CA, which has already collected over Sh5.5 billion as part of operators’ contribution to the fund, seeks to grow the kitty by a further Sh3 billion once implementation of its ongoing key projects is complete.
The projects, which include execution of Education Broadband Connectivity Plan, that seeks to connect 896 public secondary schools across the 47 counties, is projected to grow USF fund exponentially over time.
This fund, whose purpose is to support widespread access to ICT services, promote capacity building and innovation in the country, became active in 2013 and is primarily financed through mandatory contributions by licensed operators who contribute 0.5 per cent of their gross revenue.
Sources of the fund include levies on licensees, appropriations from government as well as grants and donations. CA director general Francis Wangusi however, expressed concerns over inconsistency of remittances by some licensees.
“While I’m happy to report that a majority of the licensees have been remitting their contribution to the USF kitty, we are also grappling with a number of licensees who have not been consistent in their remittances. The authority is engaging them to comply with provisions of the law,” said Wangusi.
Wangusi was speaking yesterday during the inauguration of six members of the Universal Service Advisory Council (USAC) which takes office on a three-year tenure. USAC key responsibilities will be to advise the Telcoms industry regulator in coming up with policies for execution of the USF fund.
The advisory council, whose other members had previously served a three-year contract following their nomination in 2014, will be chaired by Catherine Ngahu.
“You may have noticed that by appointing six members, we still have room for three more to reach the maximum of nine members as required by law. The appointment has been staggered to avoid a situation when the council will have no members when the current team’s term expires.
I will be making appointments on the remaining slots very soon,” ICT CS Joseph Mucheru said in a speech read on his behalf by his Permanent Secretary, Sammy Itemere.
USF’s five-billion milestone had previously been marred by reservations from telecom companies who had contended CA’s initial suggestion to increase that contribution to one per cent.

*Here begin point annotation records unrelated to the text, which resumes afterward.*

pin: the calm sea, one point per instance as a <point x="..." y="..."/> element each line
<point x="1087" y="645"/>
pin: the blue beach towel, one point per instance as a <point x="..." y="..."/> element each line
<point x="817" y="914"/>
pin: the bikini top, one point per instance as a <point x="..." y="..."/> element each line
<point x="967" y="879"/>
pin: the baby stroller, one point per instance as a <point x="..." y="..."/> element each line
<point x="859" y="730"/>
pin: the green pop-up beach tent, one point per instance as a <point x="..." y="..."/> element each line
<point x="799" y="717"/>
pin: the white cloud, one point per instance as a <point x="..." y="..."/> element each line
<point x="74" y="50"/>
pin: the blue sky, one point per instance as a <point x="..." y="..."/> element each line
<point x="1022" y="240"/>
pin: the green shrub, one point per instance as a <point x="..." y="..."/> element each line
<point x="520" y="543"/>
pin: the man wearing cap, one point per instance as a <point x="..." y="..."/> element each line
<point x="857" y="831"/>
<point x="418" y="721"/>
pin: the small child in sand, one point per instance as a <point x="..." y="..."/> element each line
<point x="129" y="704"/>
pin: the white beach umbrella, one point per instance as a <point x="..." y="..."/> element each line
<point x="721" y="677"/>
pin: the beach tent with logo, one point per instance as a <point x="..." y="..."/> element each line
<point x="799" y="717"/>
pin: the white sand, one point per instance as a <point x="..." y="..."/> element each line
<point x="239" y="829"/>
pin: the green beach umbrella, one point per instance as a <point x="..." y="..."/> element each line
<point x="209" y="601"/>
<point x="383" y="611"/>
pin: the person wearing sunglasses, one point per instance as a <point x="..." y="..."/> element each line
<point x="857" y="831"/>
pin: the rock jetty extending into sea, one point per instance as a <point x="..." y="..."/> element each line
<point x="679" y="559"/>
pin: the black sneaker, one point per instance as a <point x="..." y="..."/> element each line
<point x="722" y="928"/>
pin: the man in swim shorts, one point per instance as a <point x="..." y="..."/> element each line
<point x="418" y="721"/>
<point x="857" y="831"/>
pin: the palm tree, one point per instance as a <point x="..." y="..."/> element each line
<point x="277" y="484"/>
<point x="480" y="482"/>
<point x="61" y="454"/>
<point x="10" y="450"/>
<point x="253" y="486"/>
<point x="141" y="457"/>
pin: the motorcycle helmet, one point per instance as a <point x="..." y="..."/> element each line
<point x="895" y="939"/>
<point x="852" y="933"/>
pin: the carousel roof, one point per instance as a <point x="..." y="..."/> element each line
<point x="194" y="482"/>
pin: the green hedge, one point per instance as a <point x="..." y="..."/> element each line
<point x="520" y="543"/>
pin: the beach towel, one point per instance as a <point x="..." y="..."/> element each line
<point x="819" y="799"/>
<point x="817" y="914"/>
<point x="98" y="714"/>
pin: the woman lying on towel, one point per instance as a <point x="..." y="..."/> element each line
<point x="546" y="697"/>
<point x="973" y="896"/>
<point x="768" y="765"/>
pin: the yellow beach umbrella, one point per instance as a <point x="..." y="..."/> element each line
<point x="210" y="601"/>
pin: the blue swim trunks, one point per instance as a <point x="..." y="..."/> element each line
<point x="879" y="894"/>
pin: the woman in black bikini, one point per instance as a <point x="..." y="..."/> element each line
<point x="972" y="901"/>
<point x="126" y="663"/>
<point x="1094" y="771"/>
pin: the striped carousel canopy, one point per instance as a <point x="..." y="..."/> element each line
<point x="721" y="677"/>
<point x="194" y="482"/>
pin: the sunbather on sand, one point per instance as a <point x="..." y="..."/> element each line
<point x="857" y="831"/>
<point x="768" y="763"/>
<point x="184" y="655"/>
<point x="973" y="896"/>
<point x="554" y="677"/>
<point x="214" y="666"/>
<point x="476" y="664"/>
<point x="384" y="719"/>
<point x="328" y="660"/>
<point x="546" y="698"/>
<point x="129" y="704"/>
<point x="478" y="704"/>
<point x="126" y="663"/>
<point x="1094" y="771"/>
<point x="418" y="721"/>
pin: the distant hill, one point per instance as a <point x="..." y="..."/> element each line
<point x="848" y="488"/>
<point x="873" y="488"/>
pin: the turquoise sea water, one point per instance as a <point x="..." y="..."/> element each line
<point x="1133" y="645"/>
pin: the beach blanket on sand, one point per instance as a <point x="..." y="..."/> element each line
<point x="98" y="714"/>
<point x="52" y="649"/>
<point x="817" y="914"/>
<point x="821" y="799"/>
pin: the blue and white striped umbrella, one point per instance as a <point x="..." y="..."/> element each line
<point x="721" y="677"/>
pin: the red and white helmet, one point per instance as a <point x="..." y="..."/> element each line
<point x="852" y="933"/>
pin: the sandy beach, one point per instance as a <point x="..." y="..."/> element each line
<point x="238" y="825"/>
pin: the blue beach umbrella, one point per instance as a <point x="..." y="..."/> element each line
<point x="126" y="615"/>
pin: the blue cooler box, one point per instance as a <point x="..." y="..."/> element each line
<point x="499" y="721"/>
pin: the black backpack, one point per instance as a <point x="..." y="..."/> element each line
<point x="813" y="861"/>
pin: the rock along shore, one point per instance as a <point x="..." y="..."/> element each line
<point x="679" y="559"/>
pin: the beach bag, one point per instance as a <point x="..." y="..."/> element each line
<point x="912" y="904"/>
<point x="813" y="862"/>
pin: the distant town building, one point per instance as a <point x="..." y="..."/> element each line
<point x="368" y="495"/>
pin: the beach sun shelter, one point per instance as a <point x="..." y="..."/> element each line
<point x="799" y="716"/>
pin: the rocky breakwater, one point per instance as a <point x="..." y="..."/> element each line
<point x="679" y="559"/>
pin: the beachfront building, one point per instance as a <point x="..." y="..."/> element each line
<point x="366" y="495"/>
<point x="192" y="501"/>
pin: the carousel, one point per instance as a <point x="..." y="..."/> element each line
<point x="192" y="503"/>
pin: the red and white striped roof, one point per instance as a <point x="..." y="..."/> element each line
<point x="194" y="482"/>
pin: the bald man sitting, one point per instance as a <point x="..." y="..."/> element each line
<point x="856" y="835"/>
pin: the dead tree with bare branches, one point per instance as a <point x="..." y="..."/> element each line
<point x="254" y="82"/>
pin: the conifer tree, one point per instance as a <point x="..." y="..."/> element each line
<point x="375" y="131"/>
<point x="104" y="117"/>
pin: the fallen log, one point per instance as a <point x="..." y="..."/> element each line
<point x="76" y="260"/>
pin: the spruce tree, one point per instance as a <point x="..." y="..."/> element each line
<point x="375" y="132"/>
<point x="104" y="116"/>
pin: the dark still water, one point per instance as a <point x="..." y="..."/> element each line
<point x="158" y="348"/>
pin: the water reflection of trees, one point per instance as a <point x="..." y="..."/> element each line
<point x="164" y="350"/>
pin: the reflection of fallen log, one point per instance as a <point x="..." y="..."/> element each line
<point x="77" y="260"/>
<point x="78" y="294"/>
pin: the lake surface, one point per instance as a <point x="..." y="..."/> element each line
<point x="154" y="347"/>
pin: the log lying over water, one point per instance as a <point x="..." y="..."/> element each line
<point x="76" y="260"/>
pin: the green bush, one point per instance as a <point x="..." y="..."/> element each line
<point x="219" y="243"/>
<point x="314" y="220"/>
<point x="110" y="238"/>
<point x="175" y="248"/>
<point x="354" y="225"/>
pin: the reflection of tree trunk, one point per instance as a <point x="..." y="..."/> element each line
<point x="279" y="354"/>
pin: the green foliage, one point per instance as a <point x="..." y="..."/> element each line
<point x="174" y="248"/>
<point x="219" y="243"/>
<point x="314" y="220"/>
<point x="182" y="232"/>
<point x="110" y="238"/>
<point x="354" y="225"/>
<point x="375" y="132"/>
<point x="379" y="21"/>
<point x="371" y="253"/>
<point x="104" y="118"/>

A study done by CA and USAC, titled ICT Access Gaps, to determine the levels of access to Information and Communications services in the country, revealed that 5.6 per cent of the population or about 2.66 million people have no access to telecommunication services, with about 418 sub-locations having less than half of their population covered by communications services while another 164 sub-locations have no access to 2G mobile service.